I guess we have all see they hype avbout the A100. Is this going to be useful for Julia GPU?
in the early time - the
BFloat16 format will be more supported
based on this news:
BFloat16 Support About To Land Within LLVM (13 May 2020)
“Arm has been pushing along the BFloat16 support for LLVM with ARMv8.6-A supporting the new format. But this BFloat16 LLVM support is also relevant ultimately for Intel AVX-512 BF16, Intel Nervana, Google Cloud TPUs, and other hardware coming out with BF16 support to bolster their machine learning capabilities.”
Disclosure - I work for Nvidia (specifically TensorRT) and have written unit tests that can distinguish whether TF32 kicked in or not.
The advantage of TF32 is that the format is the same as FP32. When computing inner products with TF32, the input operands have their mantissas rounded from 23 bits to 10 bits.
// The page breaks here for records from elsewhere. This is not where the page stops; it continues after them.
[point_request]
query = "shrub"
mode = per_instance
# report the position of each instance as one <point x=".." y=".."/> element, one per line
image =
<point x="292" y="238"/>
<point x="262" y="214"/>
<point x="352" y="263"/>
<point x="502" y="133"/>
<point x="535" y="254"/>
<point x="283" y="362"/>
The rounded operands are multiplied exactly, and accumulated in normal FP32.
The big advantage of TF32 is that compiler support is required only at the deepest levels, i.e. inside the Cuda compiler. The rest of code just sees FP32 with less precision, but the same dynamic range. Big linear operations are usually done via libraries anyway, e.g. the BLAS sgemm. So exploiting TF32 will largely be a matter of tweaking callers of these libraries to indicate whether TF32 is okay. E.g., perhaps use it for the initial iterations of a linear solver, and then use slower FP32 to polish the results.
Formats such as FP16 and BFloat16 are more work, since they involve different bit layouts. We still encourage programmers to put in effort into using those formats, since they reduce memory bandwidth and consequently permit even faster execution. TF32 exists as something that can be quickly plugged in to exploit Tensor Core speed without much work.